The result didn’t mean I was well; it meant I wasn’t in danger of falling more ill. It didn’t mean I could go anywhere and do anything; it meant I could rejoin my family beyond my bedroom door. It didn’t mean I overreacted; it meant I followed a path.

Tonight a sore head and throat keep me awake. I shake loose all this debris and look for patterns. Here’s what I see.

Sometimes you have to call “It”. You have to chase down a possibility that’s too risky not to, like with COVID-19. You have to chase down answers to problems like how to isolate one of a family of five. You have to claim as your own the responsibility of being it — the actor, the do-er, the instigator and continue-er, the change agent, the conduit, the one to make things happen.

The same is true of anything in life that matters. Parenting, spousing, relationshipping of any kind. Career and culture and cause. The fact remains that if I never called myself “It” and chased a creative live, then I never would have become who I am today. It’s not better not to know.

There is not a life without regret if you’re doing it right. I’m convinced of this. Because living is making choices and choices beget beauty and chaos and ruin and triumph and mediocrity and life and regret.

How do I reconcile regretting spending the last twenty some odd years chasing a creative life with my choice to continue the chase? I accept that regret is a byproduct of any choice and I prefer these regrets to others. I still call “It.”

Of Zebras and Workhorses

The most excellent thing about having flu A last week: I had very few worries about Covid-19. I knew about it and vaguely considered the ways it impacted my family, but my nervous nervous system was subdued by flu.

This morning was the first day I awoke feeling truly like I had overcome the flu. Yay! And cue the nervous nervous system.

My stomach clenched. My chest ached. I could not breathe or function. What was happening? Was the flu back? No. Just plain old stress as usual.

Only it’s not plain, old, or usual. It’s fancy and new and, dare I say, novel. These are strange times with zebra worries. But that doesn’t mean I get to ignore the plain, old, usual workhorses of worry. The things I’ve always worried about remain. Notable exceptions: I don’t worry about school shootings currently, which is amazing; I don’t worry about my husband’s commute, as he doesn’t have one; I don’t worry about the ordinary school worries, as my kids are home. But my low-level anxiety over my kids, husband, extended family, community, and self continue for the most part.

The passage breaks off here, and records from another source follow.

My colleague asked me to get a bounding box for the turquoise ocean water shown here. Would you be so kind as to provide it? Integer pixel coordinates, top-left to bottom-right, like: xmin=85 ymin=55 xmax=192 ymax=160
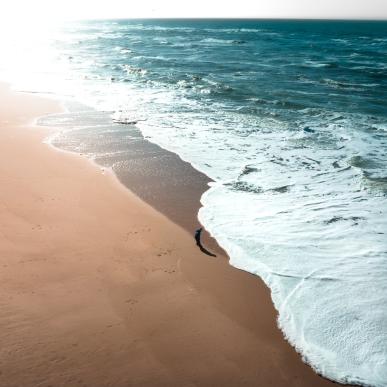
xmin=0 ymin=20 xmax=387 ymax=386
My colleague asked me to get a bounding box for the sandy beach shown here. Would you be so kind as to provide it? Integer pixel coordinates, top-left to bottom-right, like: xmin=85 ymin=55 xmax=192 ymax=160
xmin=0 ymin=85 xmax=340 ymax=387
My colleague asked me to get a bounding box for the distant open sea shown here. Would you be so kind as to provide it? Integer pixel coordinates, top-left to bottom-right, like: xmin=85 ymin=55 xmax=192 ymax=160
xmin=0 ymin=20 xmax=387 ymax=387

Additionally, the zebra worries. What if Covid-19…No, but really, what if Covid-19…What if the vulnerable people I love contract it? What if we all contract it? What if people lose their jobs in droves? What if we have a New Great Depression? What if?

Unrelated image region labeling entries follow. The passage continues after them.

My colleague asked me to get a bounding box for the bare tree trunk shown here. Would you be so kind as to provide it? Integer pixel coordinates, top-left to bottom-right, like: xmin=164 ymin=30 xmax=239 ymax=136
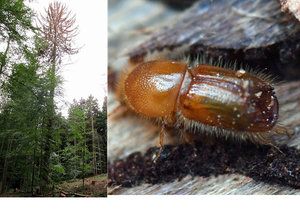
xmin=91 ymin=116 xmax=98 ymax=175
xmin=0 ymin=139 xmax=12 ymax=193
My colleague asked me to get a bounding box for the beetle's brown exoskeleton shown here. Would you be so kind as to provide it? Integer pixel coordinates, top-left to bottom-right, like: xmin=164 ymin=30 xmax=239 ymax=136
xmin=119 ymin=60 xmax=286 ymax=150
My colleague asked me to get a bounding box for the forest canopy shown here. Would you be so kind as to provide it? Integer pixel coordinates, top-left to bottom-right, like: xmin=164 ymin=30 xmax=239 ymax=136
xmin=0 ymin=0 xmax=107 ymax=195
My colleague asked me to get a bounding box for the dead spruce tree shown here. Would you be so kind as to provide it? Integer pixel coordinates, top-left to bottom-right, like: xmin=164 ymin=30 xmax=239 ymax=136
xmin=39 ymin=2 xmax=78 ymax=191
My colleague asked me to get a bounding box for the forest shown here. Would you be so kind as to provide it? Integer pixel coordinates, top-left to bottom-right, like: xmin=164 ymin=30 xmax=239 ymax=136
xmin=0 ymin=0 xmax=107 ymax=196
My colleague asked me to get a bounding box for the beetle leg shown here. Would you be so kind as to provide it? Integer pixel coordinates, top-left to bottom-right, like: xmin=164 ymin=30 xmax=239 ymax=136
xmin=153 ymin=124 xmax=166 ymax=162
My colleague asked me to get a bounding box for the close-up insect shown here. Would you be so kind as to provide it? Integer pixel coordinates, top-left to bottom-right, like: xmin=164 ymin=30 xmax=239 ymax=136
xmin=118 ymin=60 xmax=288 ymax=149
xmin=108 ymin=0 xmax=300 ymax=194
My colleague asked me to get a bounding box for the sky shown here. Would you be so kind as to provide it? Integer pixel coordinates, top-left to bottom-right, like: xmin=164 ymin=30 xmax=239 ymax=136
xmin=28 ymin=0 xmax=107 ymax=116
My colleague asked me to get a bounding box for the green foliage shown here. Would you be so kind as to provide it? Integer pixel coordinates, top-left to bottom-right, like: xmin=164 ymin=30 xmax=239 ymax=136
xmin=0 ymin=0 xmax=107 ymax=194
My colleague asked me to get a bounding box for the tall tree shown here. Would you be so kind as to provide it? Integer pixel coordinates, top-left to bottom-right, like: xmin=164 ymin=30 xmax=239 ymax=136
xmin=40 ymin=2 xmax=78 ymax=192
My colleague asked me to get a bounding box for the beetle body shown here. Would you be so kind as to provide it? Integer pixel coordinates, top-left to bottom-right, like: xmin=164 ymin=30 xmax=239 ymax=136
xmin=121 ymin=60 xmax=284 ymax=143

Zebra worries are a sort of bread and butter for writers. The propensity to generate those what-ifs grants a writer a powerful tool to explore ideas. Left unchecked, zebra worries become an ever-growing stampede of anxiety that can and will kill.

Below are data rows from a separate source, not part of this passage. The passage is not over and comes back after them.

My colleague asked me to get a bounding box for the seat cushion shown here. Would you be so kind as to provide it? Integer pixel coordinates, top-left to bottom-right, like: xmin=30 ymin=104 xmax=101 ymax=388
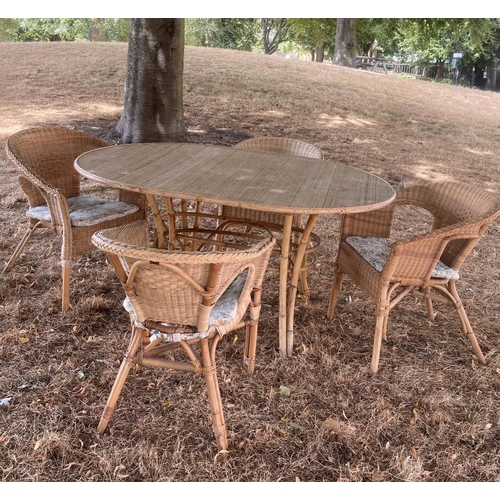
xmin=123 ymin=271 xmax=248 ymax=342
xmin=346 ymin=236 xmax=459 ymax=280
xmin=26 ymin=195 xmax=139 ymax=226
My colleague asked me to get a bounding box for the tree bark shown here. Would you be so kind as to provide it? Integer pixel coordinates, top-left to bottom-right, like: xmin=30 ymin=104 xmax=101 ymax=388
xmin=333 ymin=18 xmax=356 ymax=68
xmin=316 ymin=45 xmax=325 ymax=62
xmin=260 ymin=18 xmax=290 ymax=54
xmin=116 ymin=18 xmax=186 ymax=143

So it’s time to get back to checking the zebras. And back to work and managing the workhorse worries.

Last night we sat down with our boys and explained that this is our new normal: We are all at home for the foreseeable future. We each have jobs to do. We each have work stations and schedules and responsibility to keep to them. I said, “Do not make this a possibility in your minds. Make it an absolute. This is happening right now. Absolutely.”

We will have bumps, like any group of people working in close quarters. The kids will need sufficient guidance to follow any sort of home education program three-quarters into the school year. Among us we have a mom, dad, preteen, and two teens. We will need to build in breathing room.

What’s my point? Those are workhorses. Not zebras. Consuming myself with zebras I can do little about [but seriously, follow the CDC guidelines], carries me further from situating my workhorses of time management, household management, mothering, education, and creative work.

If you’re feeling a little zebra-focused, bring your eyes back home. Where your workhorses are. Make a plan and work the plan. And we will, inasmuch as is possible for each of us, all get through this together.